Combat is more fun when there is something more at stake than just winning or losing. Even if the story is just, "We're a group of traveling mercenaries and we want to make a fortune," that loose framework is what defines the game and makes the combat meaningful. That said, I have to admit that the story is usually secondary to the actual challenges of the game: exploration, combat, traps, etc. Improvisational theater has its place, but it is not in my game room. My GMing style is almost strictly 3rd person, so I rarely ever take on the voice of a character and I don't expect my players to either. "She threatens to burn down the whole village if you don't comply," is a lot more common at my game table than talking in funny voices. Also, see "Tactics."

Combat is fun, so I use a lot of it. We probably spend just as much (if not more) time in combat than in conversation/exploration. I prefer combat encounters to be balanced, but require thought on the part of the player to overcome with ease. I believe that overcoming a tough combat through solid tactics is one of the most rewarding experiences in the game.

I love it when my players make open speculations about what things really are or what they really mean. Sometimes I haven't even thought of a deeper meaning for something, and I just go with the players' assumptions. On the other hand, sometimes I drop more ambiguous clues that could lead them toward their assumption, but the truth is something completely different.

I usually roll dice openly. In my early days of GMing, I wanted everything to be behind the screen, and I fudged dice rolls to get the results I wanted (usually to save a PC from death, but occasionally to generate a critical hit in a fight that was getting stale). The more I play, the less I care about how much control I have over the game. In the end, the numbers will average out, and I'll feel like I have more integrity because I won't be deceiving my players.
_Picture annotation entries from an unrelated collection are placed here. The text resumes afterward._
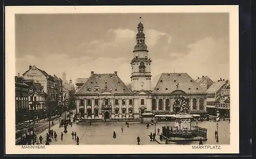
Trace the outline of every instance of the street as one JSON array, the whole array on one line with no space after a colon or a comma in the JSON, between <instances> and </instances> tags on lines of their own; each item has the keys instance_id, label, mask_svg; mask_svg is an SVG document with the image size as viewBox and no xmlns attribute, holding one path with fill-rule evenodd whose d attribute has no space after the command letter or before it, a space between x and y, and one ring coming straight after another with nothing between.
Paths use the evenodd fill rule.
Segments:
<instances>
[{"instance_id":1,"label":"street","mask_svg":"<svg viewBox=\"0 0 256 159\"><path fill-rule=\"evenodd\" d=\"M156 128L159 127L160 133L162 126L165 124L174 125L174 122L160 122L156 124ZM191 122L191 125L195 125L196 122ZM207 129L208 140L204 142L204 144L216 144L214 132L216 129L216 123L209 121L199 122L198 125ZM123 132L121 132L121 128L123 126ZM64 127L59 127L58 124L52 127L54 131L58 135L56 141L53 140L50 145L76 145L75 139L72 139L71 133L76 132L77 136L80 138L80 145L115 145L115 144L137 144L136 138L139 136L141 145L157 145L156 142L150 141L148 135L150 132L154 132L154 125L150 125L149 128L146 128L145 124L138 123L130 123L130 127L127 128L124 123L92 123L90 125L89 123L76 124L73 124L72 127L69 125L68 132L63 133L63 140L60 140L60 134L64 130ZM115 131L116 138L113 138L113 131ZM45 136L47 131L42 134ZM228 121L219 122L219 142L218 144L229 144L229 124ZM37 138L39 137L37 136ZM157 137L156 138L159 138ZM43 144L45 144L45 138ZM176 144L175 143L173 143ZM198 144L197 142L191 142L186 144Z\"/></svg>"}]
</instances>

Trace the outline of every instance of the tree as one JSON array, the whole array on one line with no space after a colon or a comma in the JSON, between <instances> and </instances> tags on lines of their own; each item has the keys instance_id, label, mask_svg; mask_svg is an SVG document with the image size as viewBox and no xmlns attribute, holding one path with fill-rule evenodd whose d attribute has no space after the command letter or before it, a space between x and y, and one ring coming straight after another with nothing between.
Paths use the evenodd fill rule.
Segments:
<instances>
[{"instance_id":1,"label":"tree","mask_svg":"<svg viewBox=\"0 0 256 159\"><path fill-rule=\"evenodd\" d=\"M71 90L69 91L69 105L68 109L69 111L76 108L76 97L75 96L75 90Z\"/></svg>"}]
</instances>

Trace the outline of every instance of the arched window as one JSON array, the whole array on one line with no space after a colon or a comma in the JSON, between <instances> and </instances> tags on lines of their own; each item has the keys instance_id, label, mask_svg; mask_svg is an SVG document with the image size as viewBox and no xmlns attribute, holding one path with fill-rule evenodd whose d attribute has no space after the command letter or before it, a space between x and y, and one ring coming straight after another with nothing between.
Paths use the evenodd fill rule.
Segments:
<instances>
[{"instance_id":1,"label":"arched window","mask_svg":"<svg viewBox=\"0 0 256 159\"><path fill-rule=\"evenodd\" d=\"M152 99L152 110L153 111L155 111L156 110L156 99Z\"/></svg>"},{"instance_id":2,"label":"arched window","mask_svg":"<svg viewBox=\"0 0 256 159\"><path fill-rule=\"evenodd\" d=\"M165 110L169 111L169 104L170 104L170 100L166 99L165 100Z\"/></svg>"},{"instance_id":3,"label":"arched window","mask_svg":"<svg viewBox=\"0 0 256 159\"><path fill-rule=\"evenodd\" d=\"M139 66L139 72L144 73L146 72L145 70L146 67L145 65L141 65L141 64Z\"/></svg>"},{"instance_id":4,"label":"arched window","mask_svg":"<svg viewBox=\"0 0 256 159\"><path fill-rule=\"evenodd\" d=\"M197 99L193 99L193 110L197 109Z\"/></svg>"},{"instance_id":5,"label":"arched window","mask_svg":"<svg viewBox=\"0 0 256 159\"><path fill-rule=\"evenodd\" d=\"M159 111L163 110L163 99L159 99Z\"/></svg>"},{"instance_id":6,"label":"arched window","mask_svg":"<svg viewBox=\"0 0 256 159\"><path fill-rule=\"evenodd\" d=\"M199 109L200 110L204 110L204 99L203 98L199 99Z\"/></svg>"}]
</instances>

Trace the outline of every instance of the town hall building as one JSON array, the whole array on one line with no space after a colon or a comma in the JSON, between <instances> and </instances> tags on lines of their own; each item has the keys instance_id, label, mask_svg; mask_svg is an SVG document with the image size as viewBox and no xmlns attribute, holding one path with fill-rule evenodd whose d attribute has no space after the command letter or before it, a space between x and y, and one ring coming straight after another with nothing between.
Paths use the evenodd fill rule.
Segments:
<instances>
[{"instance_id":1,"label":"town hall building","mask_svg":"<svg viewBox=\"0 0 256 159\"><path fill-rule=\"evenodd\" d=\"M174 97L181 94L189 99L191 110L206 111L207 93L187 73L163 73L152 89L152 60L143 29L140 22L131 62L131 87L124 84L117 71L108 74L91 71L86 80L77 80L76 113L81 117L138 120L146 112L173 112Z\"/></svg>"}]
</instances>

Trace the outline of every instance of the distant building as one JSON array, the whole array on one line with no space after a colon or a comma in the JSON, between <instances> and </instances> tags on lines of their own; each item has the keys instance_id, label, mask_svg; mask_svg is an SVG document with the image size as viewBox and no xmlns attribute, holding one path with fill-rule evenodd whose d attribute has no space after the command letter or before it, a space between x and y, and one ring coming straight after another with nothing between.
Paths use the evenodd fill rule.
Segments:
<instances>
[{"instance_id":1,"label":"distant building","mask_svg":"<svg viewBox=\"0 0 256 159\"><path fill-rule=\"evenodd\" d=\"M84 84L88 78L78 78L76 81L76 92L78 92L80 89L82 87L82 85Z\"/></svg>"},{"instance_id":2,"label":"distant building","mask_svg":"<svg viewBox=\"0 0 256 159\"><path fill-rule=\"evenodd\" d=\"M197 77L196 82L204 90L206 91L214 83L214 82L208 76L202 76L201 78Z\"/></svg>"},{"instance_id":3,"label":"distant building","mask_svg":"<svg viewBox=\"0 0 256 159\"><path fill-rule=\"evenodd\" d=\"M29 120L29 86L24 83L22 77L15 77L15 123L20 123Z\"/></svg>"},{"instance_id":4,"label":"distant building","mask_svg":"<svg viewBox=\"0 0 256 159\"><path fill-rule=\"evenodd\" d=\"M229 88L229 81L222 80L221 78L220 80L214 82L206 90L206 92L208 93L207 95L207 111L209 114L216 116L217 110L219 110L222 116L225 116L225 114L229 114L229 113L224 113L224 111L221 110L225 109L229 111L229 104L228 104L228 102L227 102L228 100L226 100L226 99L229 99L228 97L230 95L228 94L230 93ZM222 105L223 107L222 101L225 100L227 103L227 107L221 107ZM221 101L222 104L220 104ZM224 105L226 107L225 104Z\"/></svg>"},{"instance_id":5,"label":"distant building","mask_svg":"<svg viewBox=\"0 0 256 159\"><path fill-rule=\"evenodd\" d=\"M186 73L163 73L153 90L152 110L172 112L174 98L183 95L190 111L205 113L206 95L204 90Z\"/></svg>"}]
</instances>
I don't make up a lot of house rules, and I rarely ban things for being overpowered. The only time I ever put restrictions on character creation is when I know I have a mixed group of experienced and inexperienced players... best example I can think of is when I told my Rifts players at one point not to pick a race that had natural MDC. If that's the way the rules work, that's the way the rules work. No set of rules is perfect, and I don't have the time, the energy, or the motivation to sit around trying to perfect them myself.

In my games, there are some things that you just can't beat (yet). Be prepared to run. I used to be against this concept as well, but things change. I think my players make more intelligent in-game decisions when they aren't sure that the challenge rating of the creature in front of them is close to their level.